The predictive applicability of deconvolution is associated with estimating a suitable UIR. Because our UIR is derived from subcutaneous PK data, our model relies on an assumption of near instantaneous absorption. Our estimated absorption (Ka) value of 12 hr⁻¹ provides evidence of instantaneous absorption of ISL into the plasma from the subcutaneous space. While sampling was limited in the SC bolus rat study, the observed data was developed into a fit-for-purpose model describing the mean population parameters necessary for deconvolution. Additionally, dose level half-life estimation was limited by sparse sampling in the elimination phase and was not utilized as a PK parameter for deconvolution.

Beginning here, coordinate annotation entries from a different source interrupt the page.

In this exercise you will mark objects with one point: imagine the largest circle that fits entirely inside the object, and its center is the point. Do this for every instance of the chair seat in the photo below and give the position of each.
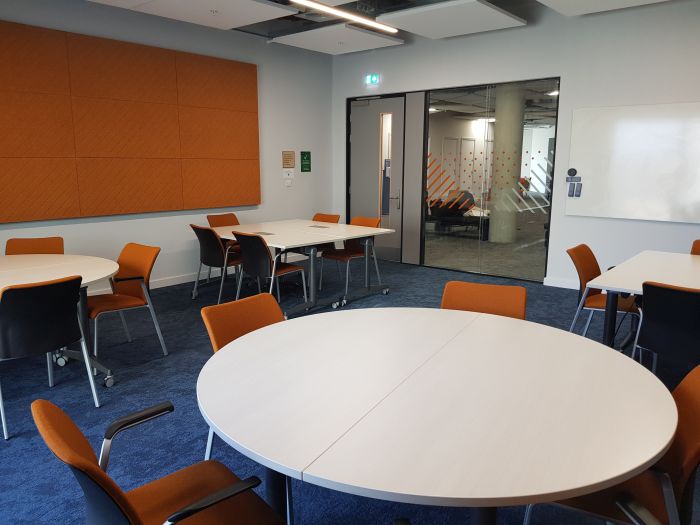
(645, 488)
(157, 500)
(624, 304)
(110, 302)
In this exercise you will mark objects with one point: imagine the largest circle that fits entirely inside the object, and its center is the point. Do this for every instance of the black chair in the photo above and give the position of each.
(669, 326)
(214, 254)
(40, 318)
(258, 264)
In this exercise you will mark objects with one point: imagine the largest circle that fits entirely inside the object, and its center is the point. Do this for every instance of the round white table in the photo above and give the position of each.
(437, 407)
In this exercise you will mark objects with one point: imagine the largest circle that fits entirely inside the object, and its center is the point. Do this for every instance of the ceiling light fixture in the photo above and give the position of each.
(316, 6)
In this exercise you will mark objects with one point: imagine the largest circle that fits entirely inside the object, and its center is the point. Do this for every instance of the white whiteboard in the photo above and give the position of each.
(637, 162)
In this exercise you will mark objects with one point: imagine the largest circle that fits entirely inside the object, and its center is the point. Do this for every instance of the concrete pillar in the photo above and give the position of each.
(507, 154)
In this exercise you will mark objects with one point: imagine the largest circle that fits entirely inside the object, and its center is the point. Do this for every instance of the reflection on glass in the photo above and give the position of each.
(490, 161)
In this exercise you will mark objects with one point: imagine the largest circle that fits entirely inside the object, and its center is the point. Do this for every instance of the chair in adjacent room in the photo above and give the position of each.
(206, 492)
(257, 263)
(508, 301)
(40, 318)
(669, 326)
(130, 290)
(592, 299)
(34, 245)
(663, 493)
(352, 249)
(214, 253)
(229, 321)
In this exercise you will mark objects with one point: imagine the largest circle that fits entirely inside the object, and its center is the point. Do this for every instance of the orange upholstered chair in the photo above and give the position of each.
(592, 299)
(663, 493)
(508, 301)
(206, 492)
(353, 249)
(229, 321)
(130, 289)
(36, 245)
(694, 249)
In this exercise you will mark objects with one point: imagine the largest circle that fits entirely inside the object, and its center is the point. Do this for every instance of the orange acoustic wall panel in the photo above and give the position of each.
(90, 126)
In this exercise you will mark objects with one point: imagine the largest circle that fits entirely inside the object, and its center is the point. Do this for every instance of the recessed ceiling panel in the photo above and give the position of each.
(338, 39)
(581, 7)
(221, 14)
(452, 18)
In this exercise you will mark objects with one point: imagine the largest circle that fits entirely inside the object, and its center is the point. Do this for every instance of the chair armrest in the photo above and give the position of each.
(127, 422)
(213, 499)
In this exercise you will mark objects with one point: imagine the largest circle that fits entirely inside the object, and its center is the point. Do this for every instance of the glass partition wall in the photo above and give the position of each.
(488, 183)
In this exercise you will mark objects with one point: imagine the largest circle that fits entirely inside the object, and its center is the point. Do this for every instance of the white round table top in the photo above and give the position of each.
(23, 269)
(437, 407)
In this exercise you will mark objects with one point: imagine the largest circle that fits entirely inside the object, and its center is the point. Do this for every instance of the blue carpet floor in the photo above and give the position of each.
(36, 488)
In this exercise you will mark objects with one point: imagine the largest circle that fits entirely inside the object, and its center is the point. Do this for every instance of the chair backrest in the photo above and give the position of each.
(694, 249)
(229, 321)
(223, 219)
(509, 301)
(135, 260)
(326, 217)
(106, 502)
(39, 317)
(586, 265)
(369, 222)
(36, 245)
(211, 249)
(256, 260)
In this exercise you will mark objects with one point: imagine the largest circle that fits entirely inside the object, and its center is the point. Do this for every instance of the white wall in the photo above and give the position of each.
(294, 90)
(644, 55)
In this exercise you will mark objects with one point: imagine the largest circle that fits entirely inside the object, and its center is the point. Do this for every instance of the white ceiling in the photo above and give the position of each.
(221, 14)
(338, 39)
(584, 7)
(452, 18)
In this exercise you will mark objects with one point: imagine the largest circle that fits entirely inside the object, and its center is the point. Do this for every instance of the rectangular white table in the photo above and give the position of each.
(677, 269)
(306, 236)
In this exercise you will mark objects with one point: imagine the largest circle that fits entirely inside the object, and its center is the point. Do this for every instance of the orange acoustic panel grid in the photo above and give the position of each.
(34, 189)
(209, 82)
(218, 134)
(117, 128)
(216, 183)
(122, 71)
(90, 126)
(35, 125)
(33, 59)
(117, 186)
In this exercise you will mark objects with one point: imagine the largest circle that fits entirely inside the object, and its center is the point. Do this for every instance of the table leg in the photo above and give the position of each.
(610, 319)
(278, 492)
(483, 516)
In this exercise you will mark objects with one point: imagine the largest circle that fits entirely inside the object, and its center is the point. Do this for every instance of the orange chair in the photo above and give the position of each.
(661, 494)
(130, 290)
(508, 301)
(591, 298)
(694, 249)
(353, 249)
(229, 321)
(206, 492)
(36, 245)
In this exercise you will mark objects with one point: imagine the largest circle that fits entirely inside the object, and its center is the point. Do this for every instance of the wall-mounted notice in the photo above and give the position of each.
(288, 159)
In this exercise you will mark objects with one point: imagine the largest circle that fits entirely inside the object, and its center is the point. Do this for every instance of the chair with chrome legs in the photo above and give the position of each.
(257, 263)
(352, 249)
(214, 253)
(592, 299)
(204, 493)
(229, 321)
(669, 326)
(130, 290)
(40, 318)
(664, 493)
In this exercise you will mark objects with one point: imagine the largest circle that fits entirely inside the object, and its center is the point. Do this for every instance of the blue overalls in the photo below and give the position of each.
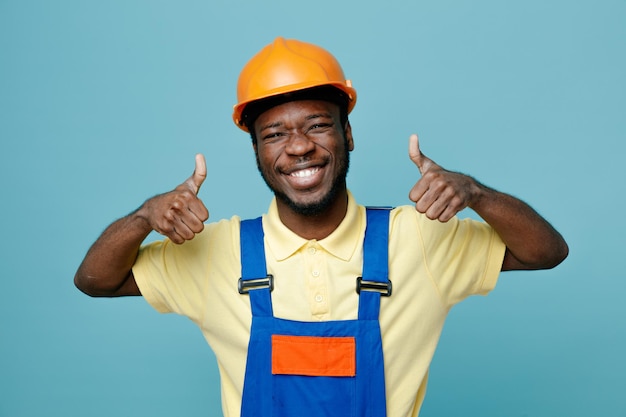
(332, 368)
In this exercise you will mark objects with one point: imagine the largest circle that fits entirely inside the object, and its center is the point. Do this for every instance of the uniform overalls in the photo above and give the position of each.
(332, 368)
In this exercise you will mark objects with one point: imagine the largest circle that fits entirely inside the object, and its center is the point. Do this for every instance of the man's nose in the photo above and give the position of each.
(299, 144)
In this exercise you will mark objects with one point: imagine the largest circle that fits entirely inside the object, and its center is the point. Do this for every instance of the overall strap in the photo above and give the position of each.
(375, 281)
(254, 278)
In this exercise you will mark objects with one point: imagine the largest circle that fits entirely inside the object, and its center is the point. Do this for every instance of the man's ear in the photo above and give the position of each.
(347, 132)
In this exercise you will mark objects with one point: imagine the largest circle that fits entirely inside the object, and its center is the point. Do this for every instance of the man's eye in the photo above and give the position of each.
(271, 136)
(319, 126)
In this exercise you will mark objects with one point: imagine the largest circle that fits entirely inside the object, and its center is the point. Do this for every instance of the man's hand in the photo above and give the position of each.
(179, 214)
(439, 194)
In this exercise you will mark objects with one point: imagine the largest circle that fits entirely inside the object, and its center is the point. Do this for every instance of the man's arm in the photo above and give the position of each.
(106, 270)
(532, 243)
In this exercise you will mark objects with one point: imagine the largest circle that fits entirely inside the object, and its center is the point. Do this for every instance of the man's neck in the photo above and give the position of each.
(314, 226)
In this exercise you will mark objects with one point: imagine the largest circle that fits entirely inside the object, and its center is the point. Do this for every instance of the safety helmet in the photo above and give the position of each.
(287, 66)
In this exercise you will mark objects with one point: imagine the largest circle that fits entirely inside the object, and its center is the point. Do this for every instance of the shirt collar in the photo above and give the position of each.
(342, 242)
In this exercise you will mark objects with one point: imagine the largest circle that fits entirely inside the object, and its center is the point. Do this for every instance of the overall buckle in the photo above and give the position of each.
(245, 286)
(384, 288)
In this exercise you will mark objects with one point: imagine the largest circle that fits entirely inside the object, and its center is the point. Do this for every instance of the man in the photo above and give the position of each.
(324, 307)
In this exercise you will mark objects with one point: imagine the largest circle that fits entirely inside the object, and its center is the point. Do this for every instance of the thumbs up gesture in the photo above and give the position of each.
(179, 214)
(440, 194)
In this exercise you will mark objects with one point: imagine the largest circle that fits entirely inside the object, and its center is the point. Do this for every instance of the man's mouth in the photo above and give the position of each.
(304, 173)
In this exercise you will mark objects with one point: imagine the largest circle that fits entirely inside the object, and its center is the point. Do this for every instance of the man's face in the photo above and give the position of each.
(303, 154)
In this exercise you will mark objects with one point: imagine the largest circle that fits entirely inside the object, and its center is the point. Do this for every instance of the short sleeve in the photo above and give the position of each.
(463, 257)
(174, 278)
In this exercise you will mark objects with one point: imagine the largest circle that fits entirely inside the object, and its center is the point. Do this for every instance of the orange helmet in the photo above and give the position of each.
(286, 66)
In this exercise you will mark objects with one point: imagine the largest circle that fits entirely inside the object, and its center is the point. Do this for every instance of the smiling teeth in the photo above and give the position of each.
(304, 172)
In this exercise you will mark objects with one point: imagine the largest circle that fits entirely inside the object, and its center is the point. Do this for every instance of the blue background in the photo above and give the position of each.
(104, 104)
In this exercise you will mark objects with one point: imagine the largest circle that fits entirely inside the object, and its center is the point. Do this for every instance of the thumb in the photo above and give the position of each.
(199, 174)
(422, 162)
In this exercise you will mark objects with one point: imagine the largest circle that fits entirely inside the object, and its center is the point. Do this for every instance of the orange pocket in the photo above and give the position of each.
(313, 356)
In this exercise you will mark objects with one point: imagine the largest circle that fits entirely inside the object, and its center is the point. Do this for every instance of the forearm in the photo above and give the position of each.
(106, 269)
(532, 243)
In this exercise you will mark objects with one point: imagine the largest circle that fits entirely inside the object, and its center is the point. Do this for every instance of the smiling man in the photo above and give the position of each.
(321, 306)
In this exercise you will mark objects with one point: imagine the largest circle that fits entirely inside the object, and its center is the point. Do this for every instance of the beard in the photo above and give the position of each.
(318, 207)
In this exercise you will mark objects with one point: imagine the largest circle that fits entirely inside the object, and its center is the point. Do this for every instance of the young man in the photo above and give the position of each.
(323, 307)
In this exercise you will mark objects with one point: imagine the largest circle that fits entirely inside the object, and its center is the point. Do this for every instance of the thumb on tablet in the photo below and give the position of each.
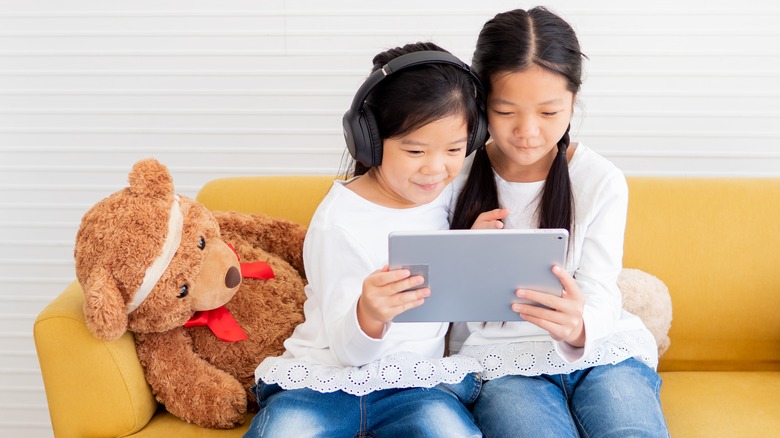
(490, 220)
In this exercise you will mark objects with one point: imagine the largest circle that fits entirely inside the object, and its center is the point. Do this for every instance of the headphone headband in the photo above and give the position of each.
(360, 131)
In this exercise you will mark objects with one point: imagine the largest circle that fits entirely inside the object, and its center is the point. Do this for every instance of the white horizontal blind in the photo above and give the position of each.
(245, 87)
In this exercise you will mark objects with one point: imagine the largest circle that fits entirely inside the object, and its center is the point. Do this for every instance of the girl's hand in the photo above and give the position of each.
(490, 220)
(563, 319)
(383, 298)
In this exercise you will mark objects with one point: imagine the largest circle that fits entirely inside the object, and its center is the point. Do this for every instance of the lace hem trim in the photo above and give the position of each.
(399, 370)
(539, 357)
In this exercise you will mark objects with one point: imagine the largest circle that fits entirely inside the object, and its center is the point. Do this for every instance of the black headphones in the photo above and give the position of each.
(360, 130)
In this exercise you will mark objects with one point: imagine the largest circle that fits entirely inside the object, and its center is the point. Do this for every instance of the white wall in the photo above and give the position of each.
(216, 88)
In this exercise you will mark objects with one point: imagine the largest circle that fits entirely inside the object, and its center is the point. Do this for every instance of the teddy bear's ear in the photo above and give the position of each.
(104, 308)
(151, 178)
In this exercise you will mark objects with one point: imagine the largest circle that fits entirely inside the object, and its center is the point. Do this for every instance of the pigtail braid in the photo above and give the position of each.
(556, 209)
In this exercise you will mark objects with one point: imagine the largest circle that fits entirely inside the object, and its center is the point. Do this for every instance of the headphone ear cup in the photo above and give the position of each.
(373, 147)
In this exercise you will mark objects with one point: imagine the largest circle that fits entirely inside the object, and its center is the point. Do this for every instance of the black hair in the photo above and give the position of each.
(410, 99)
(512, 42)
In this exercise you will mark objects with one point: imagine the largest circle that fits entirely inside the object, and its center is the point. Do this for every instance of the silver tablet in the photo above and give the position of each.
(473, 274)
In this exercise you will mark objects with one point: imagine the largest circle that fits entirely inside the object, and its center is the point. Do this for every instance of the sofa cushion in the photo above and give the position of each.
(721, 403)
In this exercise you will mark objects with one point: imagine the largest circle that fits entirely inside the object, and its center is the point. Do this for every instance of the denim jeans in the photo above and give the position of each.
(441, 411)
(621, 400)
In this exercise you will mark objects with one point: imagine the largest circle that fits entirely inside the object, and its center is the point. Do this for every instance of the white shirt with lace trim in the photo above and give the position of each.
(346, 241)
(594, 259)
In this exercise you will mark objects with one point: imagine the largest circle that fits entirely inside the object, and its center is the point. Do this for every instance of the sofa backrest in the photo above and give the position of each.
(713, 241)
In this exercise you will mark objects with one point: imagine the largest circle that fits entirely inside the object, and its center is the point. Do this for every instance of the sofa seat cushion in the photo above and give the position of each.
(721, 403)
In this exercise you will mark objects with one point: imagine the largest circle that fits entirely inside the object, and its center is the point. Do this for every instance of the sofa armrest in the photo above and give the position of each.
(93, 387)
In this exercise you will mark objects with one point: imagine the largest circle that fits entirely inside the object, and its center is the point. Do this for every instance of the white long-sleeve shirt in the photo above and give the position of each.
(594, 259)
(346, 241)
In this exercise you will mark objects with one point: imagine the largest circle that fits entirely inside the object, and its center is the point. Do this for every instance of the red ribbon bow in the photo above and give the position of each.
(220, 321)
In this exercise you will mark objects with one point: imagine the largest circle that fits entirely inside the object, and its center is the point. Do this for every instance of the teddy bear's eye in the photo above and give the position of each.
(183, 291)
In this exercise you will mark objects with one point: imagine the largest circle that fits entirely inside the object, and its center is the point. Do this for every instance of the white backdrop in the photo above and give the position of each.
(215, 88)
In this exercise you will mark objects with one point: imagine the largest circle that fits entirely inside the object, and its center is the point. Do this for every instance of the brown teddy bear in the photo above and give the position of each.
(152, 262)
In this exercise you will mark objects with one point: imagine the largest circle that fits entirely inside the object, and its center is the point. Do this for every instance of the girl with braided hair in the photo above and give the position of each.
(579, 365)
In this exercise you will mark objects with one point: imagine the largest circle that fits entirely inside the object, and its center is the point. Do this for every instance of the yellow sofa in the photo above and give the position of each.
(714, 242)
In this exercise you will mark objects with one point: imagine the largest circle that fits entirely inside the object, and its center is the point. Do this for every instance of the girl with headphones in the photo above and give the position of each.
(347, 370)
(581, 365)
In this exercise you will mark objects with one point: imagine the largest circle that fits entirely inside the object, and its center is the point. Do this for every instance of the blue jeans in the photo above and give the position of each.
(619, 400)
(440, 411)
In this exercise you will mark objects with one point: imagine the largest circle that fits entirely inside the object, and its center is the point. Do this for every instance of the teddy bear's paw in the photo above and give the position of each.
(226, 406)
(220, 405)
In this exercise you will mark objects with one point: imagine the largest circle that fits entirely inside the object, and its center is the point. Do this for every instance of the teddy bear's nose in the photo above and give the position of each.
(233, 277)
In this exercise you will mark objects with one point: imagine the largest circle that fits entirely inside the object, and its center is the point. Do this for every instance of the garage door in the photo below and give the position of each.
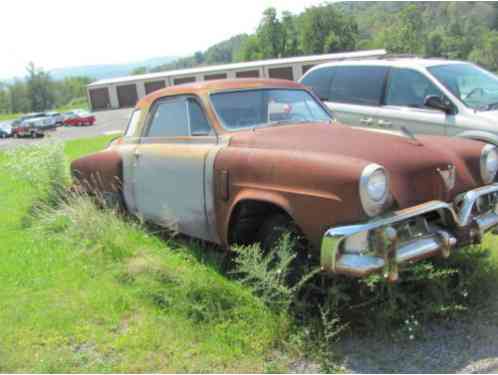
(281, 73)
(99, 98)
(127, 96)
(154, 86)
(248, 74)
(211, 77)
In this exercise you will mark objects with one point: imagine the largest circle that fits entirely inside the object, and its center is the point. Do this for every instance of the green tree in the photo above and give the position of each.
(139, 70)
(19, 97)
(405, 34)
(323, 29)
(250, 50)
(290, 40)
(39, 88)
(270, 34)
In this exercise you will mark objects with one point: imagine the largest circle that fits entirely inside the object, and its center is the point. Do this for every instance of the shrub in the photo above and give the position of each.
(43, 166)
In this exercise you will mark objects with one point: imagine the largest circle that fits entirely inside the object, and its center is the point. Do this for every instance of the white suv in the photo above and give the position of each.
(426, 96)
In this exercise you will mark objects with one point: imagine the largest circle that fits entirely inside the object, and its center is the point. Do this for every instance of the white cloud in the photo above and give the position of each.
(58, 33)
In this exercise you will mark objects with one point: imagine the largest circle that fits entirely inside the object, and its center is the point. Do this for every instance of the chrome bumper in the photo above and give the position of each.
(462, 227)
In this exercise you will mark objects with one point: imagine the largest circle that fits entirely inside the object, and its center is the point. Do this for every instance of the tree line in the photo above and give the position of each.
(39, 92)
(455, 30)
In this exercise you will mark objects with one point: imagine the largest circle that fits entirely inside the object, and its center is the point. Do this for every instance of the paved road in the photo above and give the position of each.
(108, 122)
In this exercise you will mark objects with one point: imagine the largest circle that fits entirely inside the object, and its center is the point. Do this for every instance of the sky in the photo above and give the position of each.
(55, 33)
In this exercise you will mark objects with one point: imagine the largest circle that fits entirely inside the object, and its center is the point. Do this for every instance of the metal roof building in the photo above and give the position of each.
(125, 91)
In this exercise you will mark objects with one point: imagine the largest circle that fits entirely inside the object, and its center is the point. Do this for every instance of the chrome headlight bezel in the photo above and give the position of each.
(488, 174)
(372, 204)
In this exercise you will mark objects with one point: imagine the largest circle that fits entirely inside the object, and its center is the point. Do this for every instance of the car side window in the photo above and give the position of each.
(199, 124)
(319, 81)
(409, 88)
(169, 119)
(362, 85)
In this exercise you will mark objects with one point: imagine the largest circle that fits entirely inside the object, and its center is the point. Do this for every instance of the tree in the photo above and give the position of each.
(250, 50)
(39, 88)
(487, 53)
(270, 34)
(139, 70)
(323, 29)
(290, 40)
(405, 35)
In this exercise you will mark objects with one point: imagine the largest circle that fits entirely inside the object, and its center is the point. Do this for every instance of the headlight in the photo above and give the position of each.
(489, 163)
(374, 189)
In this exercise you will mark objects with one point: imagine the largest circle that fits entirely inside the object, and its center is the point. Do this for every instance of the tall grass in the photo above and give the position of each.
(86, 290)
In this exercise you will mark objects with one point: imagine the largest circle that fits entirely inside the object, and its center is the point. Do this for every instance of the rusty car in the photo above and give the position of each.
(234, 161)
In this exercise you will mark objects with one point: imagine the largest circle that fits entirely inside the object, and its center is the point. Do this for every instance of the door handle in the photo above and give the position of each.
(385, 124)
(366, 121)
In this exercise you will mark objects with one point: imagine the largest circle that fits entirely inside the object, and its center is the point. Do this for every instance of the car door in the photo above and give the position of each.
(356, 93)
(173, 174)
(403, 104)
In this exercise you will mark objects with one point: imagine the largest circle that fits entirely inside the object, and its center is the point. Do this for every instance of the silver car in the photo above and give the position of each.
(425, 96)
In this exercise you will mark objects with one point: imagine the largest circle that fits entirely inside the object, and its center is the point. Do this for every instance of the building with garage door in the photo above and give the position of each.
(124, 92)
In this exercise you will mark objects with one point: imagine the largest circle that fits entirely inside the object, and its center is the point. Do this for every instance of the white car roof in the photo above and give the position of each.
(394, 62)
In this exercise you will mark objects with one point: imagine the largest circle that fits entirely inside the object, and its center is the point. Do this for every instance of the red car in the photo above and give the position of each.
(78, 118)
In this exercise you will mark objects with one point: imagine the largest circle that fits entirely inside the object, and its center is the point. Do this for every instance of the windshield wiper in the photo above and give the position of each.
(489, 107)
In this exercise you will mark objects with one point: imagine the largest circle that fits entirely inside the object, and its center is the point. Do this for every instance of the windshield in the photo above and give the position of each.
(475, 87)
(250, 108)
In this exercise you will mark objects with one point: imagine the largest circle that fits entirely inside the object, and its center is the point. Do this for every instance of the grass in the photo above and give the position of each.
(78, 103)
(85, 291)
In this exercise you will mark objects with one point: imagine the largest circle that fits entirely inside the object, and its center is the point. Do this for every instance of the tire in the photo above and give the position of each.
(271, 233)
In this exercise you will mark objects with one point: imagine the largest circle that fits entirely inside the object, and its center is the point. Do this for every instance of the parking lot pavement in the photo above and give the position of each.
(107, 122)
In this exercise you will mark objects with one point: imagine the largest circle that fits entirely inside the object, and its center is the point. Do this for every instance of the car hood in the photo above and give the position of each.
(491, 116)
(412, 165)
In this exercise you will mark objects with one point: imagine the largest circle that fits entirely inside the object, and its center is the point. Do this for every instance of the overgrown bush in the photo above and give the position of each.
(433, 289)
(43, 166)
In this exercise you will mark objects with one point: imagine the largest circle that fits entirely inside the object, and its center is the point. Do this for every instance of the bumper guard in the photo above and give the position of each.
(462, 227)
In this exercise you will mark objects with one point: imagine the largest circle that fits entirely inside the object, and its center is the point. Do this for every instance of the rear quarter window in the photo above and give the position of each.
(362, 85)
(319, 81)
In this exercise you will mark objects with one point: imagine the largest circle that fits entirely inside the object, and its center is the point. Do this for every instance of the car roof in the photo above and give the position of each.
(207, 87)
(393, 62)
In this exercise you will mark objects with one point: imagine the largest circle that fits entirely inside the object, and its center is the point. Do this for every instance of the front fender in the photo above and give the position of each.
(101, 172)
(316, 190)
(479, 135)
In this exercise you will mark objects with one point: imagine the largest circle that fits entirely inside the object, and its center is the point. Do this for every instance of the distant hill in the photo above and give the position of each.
(103, 71)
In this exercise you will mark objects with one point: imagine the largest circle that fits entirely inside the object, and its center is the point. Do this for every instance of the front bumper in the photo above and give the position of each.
(410, 235)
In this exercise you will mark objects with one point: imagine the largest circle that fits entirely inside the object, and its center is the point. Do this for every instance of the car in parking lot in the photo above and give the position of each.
(79, 117)
(38, 120)
(28, 128)
(57, 118)
(241, 161)
(5, 129)
(425, 96)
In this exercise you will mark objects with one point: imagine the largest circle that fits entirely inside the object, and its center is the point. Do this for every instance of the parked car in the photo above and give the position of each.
(5, 129)
(426, 96)
(36, 120)
(57, 117)
(28, 128)
(78, 118)
(235, 161)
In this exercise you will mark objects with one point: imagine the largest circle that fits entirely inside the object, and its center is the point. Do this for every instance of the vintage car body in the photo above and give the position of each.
(223, 183)
(79, 118)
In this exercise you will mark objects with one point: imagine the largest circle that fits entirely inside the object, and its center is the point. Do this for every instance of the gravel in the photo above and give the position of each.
(443, 347)
(107, 122)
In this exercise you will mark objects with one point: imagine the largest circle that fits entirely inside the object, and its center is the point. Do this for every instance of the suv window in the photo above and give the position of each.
(169, 119)
(133, 123)
(358, 84)
(319, 80)
(409, 88)
(199, 125)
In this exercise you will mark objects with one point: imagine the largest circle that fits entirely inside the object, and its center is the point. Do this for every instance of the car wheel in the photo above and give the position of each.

The sparse observed data prior to C_max indicated rapid absorption of ISL 10–30 min after SC bolus administration for all doses. Future studies present an opportunity to intensely sample the absorption and terminal phases to improve robustness for applications that require a full PK model. Though limited literature is available on the individual acceptability of UIRs estimated from extravascular routes of administration, various extended release models have been reported that leverage extravascular routes of administration for deconvolution purposes [32,33]. Additionally, European and U.S. agencies accept UIR derived from extravascular routes of administration for regulatory review purposes [34,35]. The applicability of our model to inform dose-translation efforts also relies on an assumption that SC absorption rates do not differ between species. This approach to derive in vivo absorption has been successful in translating dosing from preclinical to clinical phases [17,30]. Altogether, we found the deconvolution methods conducted herein to be highly applicable to this platform and do not expect dose translation to be inhibited by use of a SC dose-ranging design for PK analysis and UIR determination.

Novel LA PrEP platforms with simplified dosing are critical for addressing adherence challenges in HIV prevention. The PK modeling approach applied herein demonstrates that our reservoir-style biodegradable ISL-eluting implant can sustain zero-order release at least 30 μg/day for 5 months in rats. We project that this implant could achieve clinical exposure exceeding ISL’s PrEP efficacy threshold. Li et al. previously demonstrated the utility of this implant design for sustained zero-order hormonal contraceptive delivery [22]. This deconvolution approach estimated the daily dose of a prototype implant designed to deliver extended-duration antivirals. Together, these data support the utility of PK modeling as a guide to preclinical development of this implant device as a promising candidate for co-formulation and downstream applications in multipurpose prevention technologies (MPT) including LA HIV PrEP.